To examine the appropriateness of conducting the factor analysis, Kaiser-Meyer-Olkin (KMO) index and Bartlett test statistic were computed. The KMO index measures sampling adequacy, and is calculated by the sum of partial correlations in relation to the sum of correlations. A KMO value of 0.80 or above indicates that data were suitable to undergo factor analysis (24). A significant Bartlett test indicates that the observed inter-item correlation matrix diverges significantly from an identity matrix, suggesting the inter-item correlation matrix is appropriate for factor analysis (25). We used communality values to indicate the proportion of the variance in each item that is explained by the factors; values less than 0.40 are considered low communalities, meaning the item shared little variability in common with the other items in the scale and should be considered for removal after examining the pattern matrix. A value of 0.60 to 0.80 is considered high communalities, suggesting the extracted factors represent the item well (26). Exploratory factor analysis (EFA) via principal axis factoring (PAF) was conducted to examine the underlying structure of the BHE. Promax (oblique) rotation method was applied in an attempt to achieve a simpler factor structure and to allow the factors to be correlated. The number of factors extracted was determined based on eigenvalues, scree plot, and simple structure (i.e. no or few cross loadings), as well as interpretability (i.e., theoretically meaningful). For eigenvalues that are slightly above one, the 95% confidence intervals (CIs) were examined to check if the eigenvalues were significantly greater than one (27). The minimum loading of an item on a factor considered in this analysis was 0.32. A cross-loading item was determined as an item that loaded at 0.32 or greater on two or more factors (28). Loading of cross-loading items was further determined by examining the interpretability and item-scale correlation. Items were removed if they did not meet any loading criteria.
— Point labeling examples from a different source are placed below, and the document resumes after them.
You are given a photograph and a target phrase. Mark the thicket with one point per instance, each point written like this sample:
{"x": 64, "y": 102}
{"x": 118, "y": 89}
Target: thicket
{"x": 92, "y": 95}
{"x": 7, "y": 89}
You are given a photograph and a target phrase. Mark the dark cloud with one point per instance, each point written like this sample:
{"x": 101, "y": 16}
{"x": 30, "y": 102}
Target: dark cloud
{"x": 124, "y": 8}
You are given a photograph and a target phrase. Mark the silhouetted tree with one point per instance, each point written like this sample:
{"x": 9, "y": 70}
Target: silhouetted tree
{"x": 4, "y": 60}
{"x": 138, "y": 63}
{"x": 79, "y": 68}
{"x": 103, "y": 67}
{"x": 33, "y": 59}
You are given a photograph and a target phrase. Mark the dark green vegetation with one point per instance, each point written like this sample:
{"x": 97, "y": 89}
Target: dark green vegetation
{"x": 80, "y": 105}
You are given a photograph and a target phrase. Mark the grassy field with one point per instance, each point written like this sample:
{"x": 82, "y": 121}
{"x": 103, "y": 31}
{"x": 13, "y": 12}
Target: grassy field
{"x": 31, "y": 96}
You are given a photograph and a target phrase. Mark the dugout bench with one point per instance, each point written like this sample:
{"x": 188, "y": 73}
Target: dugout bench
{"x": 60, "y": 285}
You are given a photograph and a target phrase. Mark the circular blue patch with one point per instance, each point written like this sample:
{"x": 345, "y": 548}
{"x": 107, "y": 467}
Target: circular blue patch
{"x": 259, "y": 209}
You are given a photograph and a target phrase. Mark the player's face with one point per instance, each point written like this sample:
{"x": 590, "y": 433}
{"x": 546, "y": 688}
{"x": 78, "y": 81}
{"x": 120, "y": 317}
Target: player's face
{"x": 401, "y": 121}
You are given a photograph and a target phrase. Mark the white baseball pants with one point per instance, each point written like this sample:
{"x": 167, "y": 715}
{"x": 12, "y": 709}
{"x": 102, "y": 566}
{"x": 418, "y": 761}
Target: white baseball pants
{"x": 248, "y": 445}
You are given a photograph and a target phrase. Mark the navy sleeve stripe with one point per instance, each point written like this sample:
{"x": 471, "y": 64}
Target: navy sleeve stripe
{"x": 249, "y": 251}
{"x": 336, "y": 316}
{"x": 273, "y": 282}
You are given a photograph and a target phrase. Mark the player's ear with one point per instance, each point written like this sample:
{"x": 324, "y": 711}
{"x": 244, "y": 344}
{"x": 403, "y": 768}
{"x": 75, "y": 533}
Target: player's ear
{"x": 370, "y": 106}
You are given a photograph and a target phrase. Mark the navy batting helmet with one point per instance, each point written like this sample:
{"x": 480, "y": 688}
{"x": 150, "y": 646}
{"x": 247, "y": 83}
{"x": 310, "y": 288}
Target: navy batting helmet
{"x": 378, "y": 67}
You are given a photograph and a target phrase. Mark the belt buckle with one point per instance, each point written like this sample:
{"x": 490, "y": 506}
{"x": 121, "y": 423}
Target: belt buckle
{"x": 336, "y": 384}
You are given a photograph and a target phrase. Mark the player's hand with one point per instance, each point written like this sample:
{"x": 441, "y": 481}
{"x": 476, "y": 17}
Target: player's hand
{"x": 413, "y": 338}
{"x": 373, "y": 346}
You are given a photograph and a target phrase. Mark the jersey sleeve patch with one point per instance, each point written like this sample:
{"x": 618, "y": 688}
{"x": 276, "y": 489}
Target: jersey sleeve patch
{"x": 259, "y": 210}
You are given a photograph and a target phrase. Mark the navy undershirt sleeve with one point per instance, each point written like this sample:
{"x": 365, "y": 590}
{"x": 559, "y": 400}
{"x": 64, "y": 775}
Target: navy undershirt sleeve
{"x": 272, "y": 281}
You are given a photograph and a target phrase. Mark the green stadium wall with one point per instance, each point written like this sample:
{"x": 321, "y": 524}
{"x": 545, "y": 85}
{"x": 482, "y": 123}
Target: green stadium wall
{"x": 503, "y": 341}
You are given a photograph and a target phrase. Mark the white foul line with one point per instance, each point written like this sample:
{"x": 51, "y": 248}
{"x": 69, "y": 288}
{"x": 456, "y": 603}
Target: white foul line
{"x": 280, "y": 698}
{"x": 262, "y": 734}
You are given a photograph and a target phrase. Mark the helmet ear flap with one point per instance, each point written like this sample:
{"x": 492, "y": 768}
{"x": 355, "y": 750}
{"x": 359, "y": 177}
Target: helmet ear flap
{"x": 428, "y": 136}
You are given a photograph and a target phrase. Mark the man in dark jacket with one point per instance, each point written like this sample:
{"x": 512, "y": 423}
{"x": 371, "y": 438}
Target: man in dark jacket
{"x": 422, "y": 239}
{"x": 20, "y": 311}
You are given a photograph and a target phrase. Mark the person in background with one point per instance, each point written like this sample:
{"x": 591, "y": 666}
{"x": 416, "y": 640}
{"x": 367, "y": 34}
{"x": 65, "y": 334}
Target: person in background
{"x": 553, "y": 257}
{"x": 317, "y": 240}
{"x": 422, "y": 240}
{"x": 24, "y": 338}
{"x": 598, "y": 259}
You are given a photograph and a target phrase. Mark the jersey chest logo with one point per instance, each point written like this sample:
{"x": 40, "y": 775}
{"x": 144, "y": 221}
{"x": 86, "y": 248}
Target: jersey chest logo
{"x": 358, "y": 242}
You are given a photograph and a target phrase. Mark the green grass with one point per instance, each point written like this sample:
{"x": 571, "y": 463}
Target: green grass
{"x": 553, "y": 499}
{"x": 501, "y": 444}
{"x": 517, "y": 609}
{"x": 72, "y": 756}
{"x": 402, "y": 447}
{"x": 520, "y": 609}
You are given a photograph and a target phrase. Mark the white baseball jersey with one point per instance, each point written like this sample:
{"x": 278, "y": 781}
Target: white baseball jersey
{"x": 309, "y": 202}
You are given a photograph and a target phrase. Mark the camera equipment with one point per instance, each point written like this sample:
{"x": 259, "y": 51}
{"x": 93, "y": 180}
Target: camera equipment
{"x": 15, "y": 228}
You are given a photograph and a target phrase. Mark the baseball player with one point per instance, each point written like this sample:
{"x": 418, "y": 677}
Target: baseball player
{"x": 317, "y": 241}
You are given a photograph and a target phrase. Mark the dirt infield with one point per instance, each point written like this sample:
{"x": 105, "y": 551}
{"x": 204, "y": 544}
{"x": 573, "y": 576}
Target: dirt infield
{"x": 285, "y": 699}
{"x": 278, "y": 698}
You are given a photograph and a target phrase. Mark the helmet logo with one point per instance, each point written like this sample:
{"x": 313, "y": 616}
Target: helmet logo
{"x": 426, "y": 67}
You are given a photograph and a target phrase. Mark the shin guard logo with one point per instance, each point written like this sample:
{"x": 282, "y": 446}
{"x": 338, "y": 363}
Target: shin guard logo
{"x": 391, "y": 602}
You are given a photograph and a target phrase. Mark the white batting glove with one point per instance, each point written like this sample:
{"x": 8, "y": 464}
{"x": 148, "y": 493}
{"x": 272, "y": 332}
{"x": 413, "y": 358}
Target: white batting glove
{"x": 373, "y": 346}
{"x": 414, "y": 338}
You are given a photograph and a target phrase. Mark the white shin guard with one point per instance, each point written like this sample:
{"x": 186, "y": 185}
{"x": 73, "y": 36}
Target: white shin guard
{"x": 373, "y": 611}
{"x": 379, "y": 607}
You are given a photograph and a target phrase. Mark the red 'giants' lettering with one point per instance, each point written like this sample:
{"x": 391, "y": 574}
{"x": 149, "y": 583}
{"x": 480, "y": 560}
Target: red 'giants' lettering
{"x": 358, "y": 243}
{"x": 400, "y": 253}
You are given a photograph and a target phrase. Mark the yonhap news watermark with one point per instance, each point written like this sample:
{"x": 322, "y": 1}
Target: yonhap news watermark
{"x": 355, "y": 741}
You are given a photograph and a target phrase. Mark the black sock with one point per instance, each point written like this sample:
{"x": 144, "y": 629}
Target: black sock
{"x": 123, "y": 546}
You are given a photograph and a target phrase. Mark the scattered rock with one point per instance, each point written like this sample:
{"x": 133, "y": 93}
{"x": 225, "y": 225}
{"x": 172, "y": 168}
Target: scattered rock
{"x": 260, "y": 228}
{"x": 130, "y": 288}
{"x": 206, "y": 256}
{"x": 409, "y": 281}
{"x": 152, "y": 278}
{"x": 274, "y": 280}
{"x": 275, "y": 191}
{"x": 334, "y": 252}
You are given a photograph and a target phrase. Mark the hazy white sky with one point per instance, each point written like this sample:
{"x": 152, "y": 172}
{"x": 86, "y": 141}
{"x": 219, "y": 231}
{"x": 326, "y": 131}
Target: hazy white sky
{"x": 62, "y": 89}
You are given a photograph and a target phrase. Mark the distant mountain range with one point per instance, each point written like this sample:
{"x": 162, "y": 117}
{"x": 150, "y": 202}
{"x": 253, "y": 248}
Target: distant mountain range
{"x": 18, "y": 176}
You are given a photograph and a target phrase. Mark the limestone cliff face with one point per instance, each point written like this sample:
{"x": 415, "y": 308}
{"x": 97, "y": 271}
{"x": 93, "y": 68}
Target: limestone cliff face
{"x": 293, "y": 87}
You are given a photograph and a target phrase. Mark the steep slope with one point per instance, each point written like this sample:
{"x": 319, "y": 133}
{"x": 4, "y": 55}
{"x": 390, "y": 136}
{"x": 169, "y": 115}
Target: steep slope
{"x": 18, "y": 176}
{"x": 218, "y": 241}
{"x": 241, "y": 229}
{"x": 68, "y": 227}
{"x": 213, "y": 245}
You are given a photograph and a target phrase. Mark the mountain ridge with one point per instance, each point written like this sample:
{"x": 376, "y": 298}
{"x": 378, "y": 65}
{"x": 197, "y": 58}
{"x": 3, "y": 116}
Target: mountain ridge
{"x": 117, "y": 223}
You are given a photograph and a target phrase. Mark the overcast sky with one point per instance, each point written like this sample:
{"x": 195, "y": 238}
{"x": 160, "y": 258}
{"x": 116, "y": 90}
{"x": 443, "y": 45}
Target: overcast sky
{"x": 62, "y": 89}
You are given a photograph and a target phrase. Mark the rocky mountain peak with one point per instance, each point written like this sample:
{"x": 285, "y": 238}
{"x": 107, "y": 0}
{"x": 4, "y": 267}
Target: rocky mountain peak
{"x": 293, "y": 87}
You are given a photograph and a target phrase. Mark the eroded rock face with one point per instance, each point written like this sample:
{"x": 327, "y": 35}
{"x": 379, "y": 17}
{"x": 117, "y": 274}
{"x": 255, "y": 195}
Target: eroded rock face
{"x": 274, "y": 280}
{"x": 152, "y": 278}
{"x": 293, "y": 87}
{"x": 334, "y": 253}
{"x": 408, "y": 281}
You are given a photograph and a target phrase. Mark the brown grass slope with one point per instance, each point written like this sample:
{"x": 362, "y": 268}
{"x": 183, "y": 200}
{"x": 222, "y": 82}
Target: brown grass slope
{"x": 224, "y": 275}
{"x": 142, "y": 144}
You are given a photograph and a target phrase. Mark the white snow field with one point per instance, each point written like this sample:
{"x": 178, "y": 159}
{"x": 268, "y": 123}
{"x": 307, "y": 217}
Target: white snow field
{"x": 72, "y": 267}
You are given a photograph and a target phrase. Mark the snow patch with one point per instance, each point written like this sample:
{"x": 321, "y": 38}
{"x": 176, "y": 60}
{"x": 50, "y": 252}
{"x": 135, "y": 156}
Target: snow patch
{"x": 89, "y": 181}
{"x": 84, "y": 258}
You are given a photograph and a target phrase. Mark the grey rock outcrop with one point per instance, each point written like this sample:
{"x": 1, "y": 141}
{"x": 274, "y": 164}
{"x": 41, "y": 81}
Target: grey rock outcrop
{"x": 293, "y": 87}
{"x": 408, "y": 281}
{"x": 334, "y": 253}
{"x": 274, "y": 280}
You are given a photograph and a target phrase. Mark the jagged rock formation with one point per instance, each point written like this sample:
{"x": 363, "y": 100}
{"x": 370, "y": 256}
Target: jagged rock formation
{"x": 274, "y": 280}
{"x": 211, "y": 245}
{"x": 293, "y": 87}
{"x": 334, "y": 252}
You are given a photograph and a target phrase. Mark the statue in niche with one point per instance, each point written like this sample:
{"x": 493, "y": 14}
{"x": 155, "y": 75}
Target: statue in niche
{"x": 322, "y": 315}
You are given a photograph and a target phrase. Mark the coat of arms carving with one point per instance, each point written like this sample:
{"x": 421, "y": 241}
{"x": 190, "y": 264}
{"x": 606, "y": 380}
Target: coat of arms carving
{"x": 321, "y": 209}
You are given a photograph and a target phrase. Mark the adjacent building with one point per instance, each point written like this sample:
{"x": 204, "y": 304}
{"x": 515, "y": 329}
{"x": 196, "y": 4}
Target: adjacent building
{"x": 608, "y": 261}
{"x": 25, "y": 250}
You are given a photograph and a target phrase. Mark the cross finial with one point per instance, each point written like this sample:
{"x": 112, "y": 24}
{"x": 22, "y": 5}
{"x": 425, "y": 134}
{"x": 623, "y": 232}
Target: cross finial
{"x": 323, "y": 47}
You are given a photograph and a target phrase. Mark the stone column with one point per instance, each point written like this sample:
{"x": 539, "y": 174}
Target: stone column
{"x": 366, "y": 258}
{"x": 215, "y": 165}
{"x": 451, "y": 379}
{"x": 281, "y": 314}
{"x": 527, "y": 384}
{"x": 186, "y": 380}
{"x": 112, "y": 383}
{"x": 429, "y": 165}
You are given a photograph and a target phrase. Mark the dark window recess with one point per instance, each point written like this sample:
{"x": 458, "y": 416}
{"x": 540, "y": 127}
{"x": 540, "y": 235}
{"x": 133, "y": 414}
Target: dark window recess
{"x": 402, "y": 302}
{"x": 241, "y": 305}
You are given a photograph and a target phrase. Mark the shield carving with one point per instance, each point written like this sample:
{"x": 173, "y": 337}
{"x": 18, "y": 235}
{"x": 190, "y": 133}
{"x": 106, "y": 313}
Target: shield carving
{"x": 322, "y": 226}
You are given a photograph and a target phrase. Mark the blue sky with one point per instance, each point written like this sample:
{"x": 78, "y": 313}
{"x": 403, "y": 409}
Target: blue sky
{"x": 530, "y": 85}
We used Cronbach’s alpha to estimate the internal consistency of the BHE total and subscale scores. Cronbach’s alpha coefficients equal to 0.80 or greater were considered evidence for good reliability of a scale (29). In addition, inter-item correlations were computed to check for possible redundancy among items. Items with correlations higher than 0.80 were considered to be potentially redundant. Convergent and predictive validity were examined using the Pearson product moment correlations or Spearman’s rank-order correlations wherever appropriate. Moderate negative correlations between the BHE and the WEL total or subscale scores would suggest good convergent validity of the instrument. Finally, we evaluated the predictive validity by correlating the BHE change scores with 0–6 months weight change. Since participants received weight loss intervention in the study that has changed their perceptions of barriers to healthy eating over time, thus we employed changes in BHE scores and weight loss to demonstrate the predictive evidence of the instrument.
Results
Sample characteristics of the four studies are presented in Table 1. A total of 631 participants from studies were middle aged (48.04 ± 10.06 years old), primarily female (86.1%), White (75.1%) and had a BMI (33.94 ± 4.28 kg/m2). Participants in the latter two studies (SELF and EMPOWER) were significantly older than those in the earlier two studies (PREFER and SMART) (ps < 0.001). Given the pattern observed, the differences in age were likely due to the elimination of an upper age limit for SELF and EMPOWER.
Table 1.
Study Characteristics |
PREFER | SMART | SELF | EMPOWER | Studies Combined |
---|---|---|---|---|---|
n | 176 | 197 | 129 | 129 | 631 |
Years enrolled | 2002–2004 | 2006–2008 | 2009–2011 | 2011–2015 | 2002–2015 |
Age, years Mean (SD) |
44.03 (8.76) | 46.60 (9.15) | 52.97 (9.59) | 50.80 (10.75) | 48.04 (10.06) |
BMI, kg/m2 Mean (SD) |
34.02 (4.09) | 33.94 (4.46) | 33.44 (3.87) | 34.35 (4.65) | 33.94 (4.28) |
Sex, % female | 86.90% | 84.80% | 82.90% | 89.90% | 86.1% |
Race, % white | 70.50% | 77.70% | 71.30% | 81.40% | 75.1% |
Education, years Mean (SD) | 15.20 (2.54) | 15.61 (2.96) | 15.91 (3.06) | 16.46 (2.90) | 15.73 (2.89) |
The baseline BHE total mean scores across the four sequential studies were 60.77±14.63), SMART 61.75±13.85, SELF 62.08±13.46), and EMPOWER 59.14±13.23 for PREFER, SMART, SELF, and EMPOWER, respectively. We did not find significant differences in the baseline BHE total and subscale scores among the studies. Although the distribution for the 22 items were not normal in individual studies, no floor or ceiling effects were observed based on the frequency distributions.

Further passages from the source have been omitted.